Since M&S moved away from “classically stylish” clothes, and began trying to keep up with the competition, wives who could formerly swoop in and rekit their husbands in half an hour, have been traipsing the high street looking for the middle aged look that doesn’t exist any more.

Granted, Oxfam is a godsend: I recently found four M&S (as new) shirts in my local branch for £2.99 each. And in the past few years my husband has bought three perfectly respectable jackets there.

This is the university educated, middle class professional who reached the age of forty without owning a suit, and who took Richard Branson as his role model in dispensing with ties. Some years ago he had an important job interview coming up, and he temporarily put aside his favourite Thoreau dictum that you should beware of all enterprises that require new clothes: I was dispatched to buy him a suit. Still reeling from the idea that my husband would not be visiting the shop, the shop assistant offered me something as “the most up to date style,” and was horrified when I explained that I needed a classic design that wouldn’t date, as the item would be worn for interviews only, and would be the only suit my spouse would ever own.

Having finally acquired a suit from M&S, we realised that he had no black shoes to go with it. We found some old beige ones in the back of the wardrobe and transformed them with a bottle of instant shoe colour. But during the interview, my husband was disconcerted to see the panel chairman staring at my husband’s shoes, transfixed. The black dye was flaking off the shoes, and revealing the old colour underneath. (No, he didn’t get the job.)

Whilst M&S have been chasing hot fashion, there has been an increasing danger of these middle-aged men - children in the market place - losing their way. For the past few years, two pairs of old patched jeans have been sufficient garb for my husband’s favourite pastime of DIY. But these got to the stage of being knee deep in three layers of patches, with new rips appearing just above the patch zone. One day I heard pathetic whimpering coming from my husband’s deep litter clothes storage system in the bedroom: it was the said jeans begging to be given sanctuary in the fabric recycling bin.

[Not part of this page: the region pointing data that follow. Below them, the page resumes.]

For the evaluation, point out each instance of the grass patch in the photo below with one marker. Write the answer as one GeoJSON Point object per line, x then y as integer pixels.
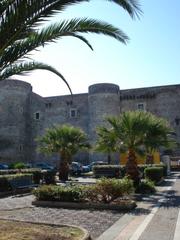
{"type": "Point", "coordinates": [21, 230]}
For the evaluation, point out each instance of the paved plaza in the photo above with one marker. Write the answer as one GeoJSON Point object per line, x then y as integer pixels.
{"type": "Point", "coordinates": [156, 216]}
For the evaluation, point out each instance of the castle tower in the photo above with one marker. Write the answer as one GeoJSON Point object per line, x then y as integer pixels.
{"type": "Point", "coordinates": [103, 100]}
{"type": "Point", "coordinates": [15, 130]}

He let them go, and in our local agricultural suppliers he was seduced by a Dickies boiler suit in a subtle bottle green, for only £25. Here was a garment he could relate to. It was practical, comfortable, warm, commodious, cheap and had, joy of joy, 9 pockets, three of which were zipped.

But the boiler suit was so new, so comfortable, so smart, he refused to wear it for jobs such as mending the shed roof, because it might get dirty. Instead he would don it as soon as he got home from work, slipping into it as “smart leisure wear.” At the weekend he would wear nothing else, and I colluded with him, and bought him another one in navy blue.

I was on the point of persuading him that in fact they weren’t classy leisurewear, when, by some freak chance, he spotted a men’s fashion article in a colour supplement. This featured a boiler suit by Kenzo Homme, at ten times the price of his. He was trendily dressed – the only recorded time since student days.

Last week, something similar happened. The family had at last convinced him that his battered sixties white leather belt (with the white cracking off ) was past it, and I was off to M&S for a new black one. Then the photo appeared in the paper: Bob Dylan clutching a Golden Globe award and wearing a black suit with a white leather belt. Apparently, “If it’s good enough for Bob Dylan, it’s good enough for me.”

            So, come on M&S. Take the weight from our shoulders, and get back to what you do well: providing clothes for middle aged men who want to dress as they’ve always done. They can be boring and respectable, and we can have the biggest bit of the clothing budget.